MUMBAI: India's Jet Airways was fighting multiple crises Wednesday after grounding six planes, leaving it with only a third of its fleet flying, while pilots have threatened to walk out and a major shareholder is reportedly looking to offload its huge stake.

The problems at India's number-two carrier come as other airlines struggle to turn a profit despite the sector rapidly expanding in the country over recent years.

Jet, which employs more than 20,000 people, is gasping under debts of more than $1 billion and has now been forced to ground a total of 78 of its 119 aircraft after failing to pay lenders and aircraft lessors.

In a statement late Tuesday announcing its latest grounding, the firm it said it was "actively engaging" with lenders to secure fresh liquidity and wanted to "minimise disruption".

But with hundreds of customers left stranded, Jet's social media accounts have been flooded with often suddenly stranded passengers demanding information, new flight tickets and refunds.

"@jetairways We book our flights in advance so that we save on travel cost and you are sending cancellation (message) now?", read one irate tweet on Wednesday.

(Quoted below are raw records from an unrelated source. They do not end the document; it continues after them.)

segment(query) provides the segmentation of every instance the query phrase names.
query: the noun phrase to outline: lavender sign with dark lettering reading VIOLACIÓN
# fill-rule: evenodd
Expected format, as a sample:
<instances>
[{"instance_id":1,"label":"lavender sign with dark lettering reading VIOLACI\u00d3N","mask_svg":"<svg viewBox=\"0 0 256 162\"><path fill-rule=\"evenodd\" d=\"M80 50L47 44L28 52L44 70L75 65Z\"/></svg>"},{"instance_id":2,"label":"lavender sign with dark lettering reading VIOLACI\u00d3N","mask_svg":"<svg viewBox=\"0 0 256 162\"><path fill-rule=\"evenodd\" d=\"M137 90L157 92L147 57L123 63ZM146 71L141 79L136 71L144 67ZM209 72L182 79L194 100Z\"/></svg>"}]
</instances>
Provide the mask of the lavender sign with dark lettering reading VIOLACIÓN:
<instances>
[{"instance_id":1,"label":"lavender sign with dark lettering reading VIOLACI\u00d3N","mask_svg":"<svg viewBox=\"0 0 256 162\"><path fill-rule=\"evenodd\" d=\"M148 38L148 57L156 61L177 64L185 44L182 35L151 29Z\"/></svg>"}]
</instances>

"I have sent a DM (direct message) regarding my ticket details. Please respond!", said Sachin Deshpande, according to his Twitter profile a design engineer.

Another, Ankit Maloo, wrote: "Received an email for all together cancellation of flight days before departure without any prior intimation or communication over phone!"

The firm is also facing pressure from its many pilots who have not been paid on time, with unions threatening they will walk off the job if salaries do not arrive soon.

"Pilots will stop flying jet planes from 1st April 2019 if the company does not disburse due salaries and take concrete decisions," a spokesperson for the National Aviator's Guild, a pilots union, told AFP.

India's aviation regulator on Tuesday warned Jet Airways to ensure that staffers facing stress are not forced to operate flights.

Meanwhile, Bloomberg reported that Etihad Airways of the United Arab Emirates has offered to sell its 24 percent stake in Jet to State Bank of India (SBI).

A collapse would deal a blow to Prime Minister Narendra Modi's pragmatic pro-business reputation ahead of elections starting on April 11.

India's passenger numbers have rocketed six-fold over the past decade with its middle-class taking advantage of better connectivity and cheaper flights.

The country's aviation sector is projected to become the world's third-largest by 2025.

But like other carries, Mumbai-based Jet has been badly hit by fluctuating global crude prices, a weak rupee and fierce competition from budget rivals.

Alarm bells for Jet first rang in August when it failed to report its quarterly earnings or pay its staff, including pilots, on time. It then later reported a loss of $85 million.

In February, it secured a $1.19 billion bailout from lenders including SBI to bridge a funding gap, but the crisis has since deepened.

"Jet Airways is rapidly reaching a point of no return and running out of assets to keep itself afloat," Devesh Agarwal, editor of the Bangalore Aviation website, told AFP.

"The only solution is equity expansion by diluting its stakes but Jet is just trying to cut losses and running out of options," Agarwal said.

Shares in Jet Airways were down more than five percent on Wednesday.